The other answer would be more mathematical and about how we write software that does this. For example you can search for PCA or noise reduction.

The human brain is extremely good at seeking patterns. Language is a pattern, so we’re naturally good at distinguishing it from background noise. We’re so good at it, in fact, that we can sometimes here language where there isn’t any and our senses are fooled.

Also, when it comes to distinguishing between people, it’s important that we focus on that person. If two people speak at the same time and you’re not focusing, you can’t follow either story, but if you focus on one (doesn’t matter which one) you can completely drown out the other. This is because we tell our brain to focus on a specific pattern (one person’s voice), which is a lot easier to distinguish than two at the same time (less signal overlap).
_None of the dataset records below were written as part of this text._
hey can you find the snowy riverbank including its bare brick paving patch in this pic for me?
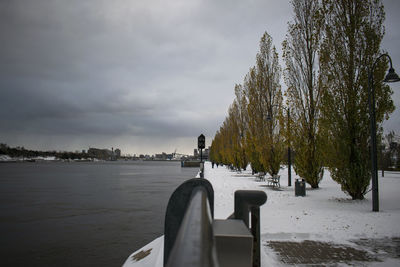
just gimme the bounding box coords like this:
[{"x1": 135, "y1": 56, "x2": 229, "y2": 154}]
[{"x1": 124, "y1": 162, "x2": 400, "y2": 266}]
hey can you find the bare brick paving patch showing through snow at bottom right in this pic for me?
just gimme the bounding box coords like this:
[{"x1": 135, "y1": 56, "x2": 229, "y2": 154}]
[{"x1": 264, "y1": 237, "x2": 400, "y2": 266}]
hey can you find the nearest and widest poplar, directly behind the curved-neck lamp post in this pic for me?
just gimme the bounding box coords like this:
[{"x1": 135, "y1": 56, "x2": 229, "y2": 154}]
[{"x1": 320, "y1": 0, "x2": 394, "y2": 199}]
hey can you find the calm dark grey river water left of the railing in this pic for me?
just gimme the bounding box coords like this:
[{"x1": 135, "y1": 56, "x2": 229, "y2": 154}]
[{"x1": 0, "y1": 162, "x2": 197, "y2": 266}]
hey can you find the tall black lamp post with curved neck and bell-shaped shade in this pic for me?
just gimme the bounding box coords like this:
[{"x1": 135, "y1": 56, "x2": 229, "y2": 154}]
[{"x1": 368, "y1": 54, "x2": 400, "y2": 214}]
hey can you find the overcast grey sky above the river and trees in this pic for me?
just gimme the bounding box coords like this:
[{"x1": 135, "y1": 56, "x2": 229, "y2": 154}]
[{"x1": 0, "y1": 0, "x2": 400, "y2": 154}]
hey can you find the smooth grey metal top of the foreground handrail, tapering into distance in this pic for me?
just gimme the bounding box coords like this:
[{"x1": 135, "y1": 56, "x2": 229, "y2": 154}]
[{"x1": 167, "y1": 186, "x2": 219, "y2": 267}]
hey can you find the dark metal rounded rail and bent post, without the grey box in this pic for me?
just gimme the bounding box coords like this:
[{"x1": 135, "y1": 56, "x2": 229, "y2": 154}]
[{"x1": 164, "y1": 178, "x2": 267, "y2": 267}]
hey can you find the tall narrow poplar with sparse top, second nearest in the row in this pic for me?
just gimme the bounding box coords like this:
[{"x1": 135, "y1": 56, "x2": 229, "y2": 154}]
[{"x1": 282, "y1": 0, "x2": 323, "y2": 188}]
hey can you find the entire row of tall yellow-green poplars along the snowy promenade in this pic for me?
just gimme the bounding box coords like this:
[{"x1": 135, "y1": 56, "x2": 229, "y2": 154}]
[{"x1": 210, "y1": 0, "x2": 394, "y2": 199}]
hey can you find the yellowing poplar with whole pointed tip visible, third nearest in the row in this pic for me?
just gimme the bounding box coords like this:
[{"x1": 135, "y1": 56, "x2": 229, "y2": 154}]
[{"x1": 246, "y1": 32, "x2": 284, "y2": 175}]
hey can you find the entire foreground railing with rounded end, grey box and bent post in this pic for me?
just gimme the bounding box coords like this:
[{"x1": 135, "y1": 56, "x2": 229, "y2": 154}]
[{"x1": 164, "y1": 178, "x2": 267, "y2": 267}]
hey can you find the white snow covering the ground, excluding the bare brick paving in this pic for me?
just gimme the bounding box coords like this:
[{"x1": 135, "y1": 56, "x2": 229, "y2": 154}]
[{"x1": 124, "y1": 162, "x2": 400, "y2": 266}]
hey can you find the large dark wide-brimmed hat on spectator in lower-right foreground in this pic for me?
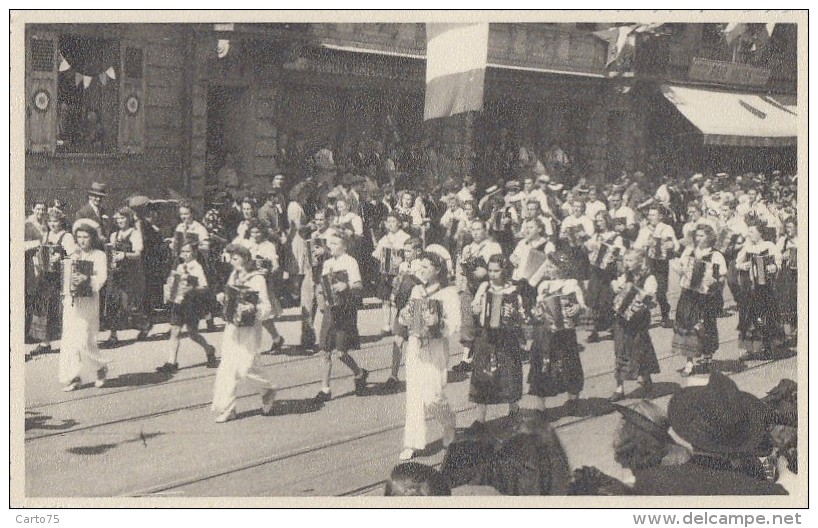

To put it simply: Language is a pattern which we can detect and doing so with other people talking in the background is easy when we train ourselves to focus on just one of those patterns.

Hearing scientist here.

Evolutionarily speaking, humans are ridiculously good at working out where sounds come from. We’re not totally sure why were so good at it, but we’re very good at it.

This allows us to do something called spatial release from masking. Basically, if we can work out where two different sounds are coming from, we can choose which we want to focus on.

How we work out where sounds come from is something [that comes up fairly often]( But if you have two microphones, for example, you can do some clever maths to add the two signals together and focus on different regions of space. This is basically what our ears do all the time.